S’exprimant sur l’accord politique du 12 octobre, l’ancien membre du conseil national de la transition CNT a déclaré que la Guinée est un pays anormal. Boubacar Siddighy Diallo estime que les institutions comme la CENI et les dialogues politiques n’ont de cour que dans les pays anormaux.

« Il n y a pas de dialogue dans un Etat normal. C’est que le guinéen ne sais même pas qu’il est anormal. Il n y a pas de dialogue dans un Etat normal, il n y a pas de CENI dans un pays normal. Et nous avons toutes ces institutions qui prennent en otage, le fonctionnement et la quiétude de la République. Nous ne sommes pas dans un pays normal et nous n’avons pas une élite normal. Tout est anormal » soutient-il.

Il s’étonne que les politiques fassent du dialogue politique une institution guinéenne.

« Nous avons posé le débat, est ce qu’il faut accepter que le dialogue soit la 4ème institution de la République? C’est à dire au delà des 3 pouvoirs constitutionnelles, il y a un autre pouvoir extra constitutionnelle qui s’est crée qui s’appelle le dialogue où les plus forts viennent dicter les lois et il faut changer en fonction de leurs intérêts » dit-il.

Et d’ajouter qu’aucune disposition du code électoral ne nécessite la modification du code électoral. Les dispositions constitutionnelles abrogent les autres dispositions contraires explique t-il.

« En Guinée, les intellectuels ne lisent pas. Ils sont très habilles à intoxiquer la population que de l’informer sur la réalité des choses. La Constitution a dit de façon très claire, que toutes les dispositions antérieures contraires aux stipulations de la dernière Constitution sont nul et de nul effet. Sa veut dire quoi? Que si un article ou des dispositions du code électoral ne sont pas conforment à la Constitution, ces dispositions sont nuls. Alors il n » y pas de débat par rapport à ce sujet sauf si les gens de façon très malhonnête ou très inculte ne veulent pas reconnaître l’évidence.

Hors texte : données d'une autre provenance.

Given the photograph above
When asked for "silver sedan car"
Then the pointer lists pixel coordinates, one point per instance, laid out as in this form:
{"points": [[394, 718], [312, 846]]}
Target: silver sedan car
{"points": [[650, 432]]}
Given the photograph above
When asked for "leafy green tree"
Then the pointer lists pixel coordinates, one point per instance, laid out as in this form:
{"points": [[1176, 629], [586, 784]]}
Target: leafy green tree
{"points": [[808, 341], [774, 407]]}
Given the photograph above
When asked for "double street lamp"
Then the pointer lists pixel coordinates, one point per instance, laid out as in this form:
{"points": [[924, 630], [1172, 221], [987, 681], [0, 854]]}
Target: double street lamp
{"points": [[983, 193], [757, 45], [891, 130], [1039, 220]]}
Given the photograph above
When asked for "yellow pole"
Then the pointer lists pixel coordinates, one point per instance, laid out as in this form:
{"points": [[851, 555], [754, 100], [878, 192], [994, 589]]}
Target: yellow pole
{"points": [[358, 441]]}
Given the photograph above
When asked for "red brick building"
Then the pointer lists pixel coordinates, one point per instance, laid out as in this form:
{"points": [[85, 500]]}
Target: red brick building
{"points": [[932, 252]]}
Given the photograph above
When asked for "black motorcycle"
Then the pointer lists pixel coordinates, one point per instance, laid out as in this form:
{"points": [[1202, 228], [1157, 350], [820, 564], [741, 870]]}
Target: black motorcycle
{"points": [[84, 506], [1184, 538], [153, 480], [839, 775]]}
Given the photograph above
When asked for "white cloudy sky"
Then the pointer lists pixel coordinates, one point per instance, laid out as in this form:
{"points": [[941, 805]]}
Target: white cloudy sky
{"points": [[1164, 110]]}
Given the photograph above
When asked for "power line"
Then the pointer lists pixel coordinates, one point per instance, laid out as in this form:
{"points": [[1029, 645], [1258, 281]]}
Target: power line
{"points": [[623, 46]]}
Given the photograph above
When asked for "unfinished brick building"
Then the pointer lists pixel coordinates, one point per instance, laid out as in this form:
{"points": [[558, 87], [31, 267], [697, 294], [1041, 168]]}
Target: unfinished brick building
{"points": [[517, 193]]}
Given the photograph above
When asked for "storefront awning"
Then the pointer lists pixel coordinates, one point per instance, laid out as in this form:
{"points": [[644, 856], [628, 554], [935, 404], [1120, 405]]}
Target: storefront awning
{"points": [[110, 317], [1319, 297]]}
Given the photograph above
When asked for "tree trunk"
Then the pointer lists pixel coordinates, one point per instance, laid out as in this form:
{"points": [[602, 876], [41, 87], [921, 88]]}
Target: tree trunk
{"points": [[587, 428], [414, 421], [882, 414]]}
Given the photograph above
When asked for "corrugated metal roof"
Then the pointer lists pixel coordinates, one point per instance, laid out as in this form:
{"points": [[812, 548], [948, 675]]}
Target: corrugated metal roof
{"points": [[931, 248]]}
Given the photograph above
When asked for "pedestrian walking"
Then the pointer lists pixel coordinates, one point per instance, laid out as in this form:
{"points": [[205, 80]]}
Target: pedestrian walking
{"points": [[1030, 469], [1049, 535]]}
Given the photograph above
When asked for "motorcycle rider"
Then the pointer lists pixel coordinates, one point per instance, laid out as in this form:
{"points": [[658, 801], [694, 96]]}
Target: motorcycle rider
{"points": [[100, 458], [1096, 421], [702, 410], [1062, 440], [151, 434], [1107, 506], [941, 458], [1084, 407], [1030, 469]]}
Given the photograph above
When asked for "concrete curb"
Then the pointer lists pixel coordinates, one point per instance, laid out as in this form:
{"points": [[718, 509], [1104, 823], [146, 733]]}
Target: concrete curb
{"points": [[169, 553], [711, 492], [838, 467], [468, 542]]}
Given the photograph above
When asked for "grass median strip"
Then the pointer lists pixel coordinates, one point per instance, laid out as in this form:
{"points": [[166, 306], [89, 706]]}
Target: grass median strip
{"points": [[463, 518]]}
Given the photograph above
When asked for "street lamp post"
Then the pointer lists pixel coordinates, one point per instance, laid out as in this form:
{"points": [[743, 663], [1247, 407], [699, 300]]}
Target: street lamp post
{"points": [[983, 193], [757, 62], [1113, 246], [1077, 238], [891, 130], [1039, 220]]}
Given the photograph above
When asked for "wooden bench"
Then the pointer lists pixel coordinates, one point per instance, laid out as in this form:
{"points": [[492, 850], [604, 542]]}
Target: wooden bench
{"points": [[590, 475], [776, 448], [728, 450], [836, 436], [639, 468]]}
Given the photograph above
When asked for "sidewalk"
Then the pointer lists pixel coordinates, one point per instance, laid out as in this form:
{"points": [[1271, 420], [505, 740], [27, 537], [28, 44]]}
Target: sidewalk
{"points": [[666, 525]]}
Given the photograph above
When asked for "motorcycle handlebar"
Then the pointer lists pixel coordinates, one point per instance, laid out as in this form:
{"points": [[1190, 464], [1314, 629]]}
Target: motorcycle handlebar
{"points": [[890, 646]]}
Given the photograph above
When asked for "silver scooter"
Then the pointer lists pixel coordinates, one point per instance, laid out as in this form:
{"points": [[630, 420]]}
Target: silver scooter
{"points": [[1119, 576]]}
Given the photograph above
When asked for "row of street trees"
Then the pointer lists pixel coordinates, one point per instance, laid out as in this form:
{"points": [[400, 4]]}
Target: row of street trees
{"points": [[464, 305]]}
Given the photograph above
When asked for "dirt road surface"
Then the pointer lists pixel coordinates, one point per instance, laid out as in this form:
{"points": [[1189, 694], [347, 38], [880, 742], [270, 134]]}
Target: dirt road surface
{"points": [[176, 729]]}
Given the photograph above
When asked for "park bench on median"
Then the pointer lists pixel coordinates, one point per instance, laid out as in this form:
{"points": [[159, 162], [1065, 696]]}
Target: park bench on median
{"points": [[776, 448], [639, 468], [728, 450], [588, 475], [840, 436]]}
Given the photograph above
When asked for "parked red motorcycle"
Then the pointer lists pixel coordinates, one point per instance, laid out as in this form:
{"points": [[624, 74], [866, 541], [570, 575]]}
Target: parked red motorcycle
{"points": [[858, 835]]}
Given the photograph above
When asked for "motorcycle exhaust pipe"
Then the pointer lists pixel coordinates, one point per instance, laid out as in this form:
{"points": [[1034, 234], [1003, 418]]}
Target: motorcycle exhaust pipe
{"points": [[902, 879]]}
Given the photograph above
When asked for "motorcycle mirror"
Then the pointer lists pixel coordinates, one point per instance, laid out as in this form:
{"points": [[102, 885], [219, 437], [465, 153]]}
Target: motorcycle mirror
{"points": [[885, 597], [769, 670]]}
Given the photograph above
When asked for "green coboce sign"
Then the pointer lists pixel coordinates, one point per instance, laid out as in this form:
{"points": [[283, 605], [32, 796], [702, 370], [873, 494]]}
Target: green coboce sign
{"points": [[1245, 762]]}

S’il y a une erreur dans le code électoral qui dit qu’il faut voter à main levée ou par alignement et que cela soit contraire à une disposition de la Constitution, eh bien on applique la disposition de la constitution qui dit que le vote est secret, universel et direct. Je pense que tout juriste le sais c’est le B à bas du droit » dit-il.

Le président du parti UMP soutient que le mécanisme de changement et de transformation des lois tien à des besoins réels, à des débats qui ont été faits au niveau des instances habilitées à le faire à savoir les Assemblées. Mais pas des dialogues politiques conclut-il.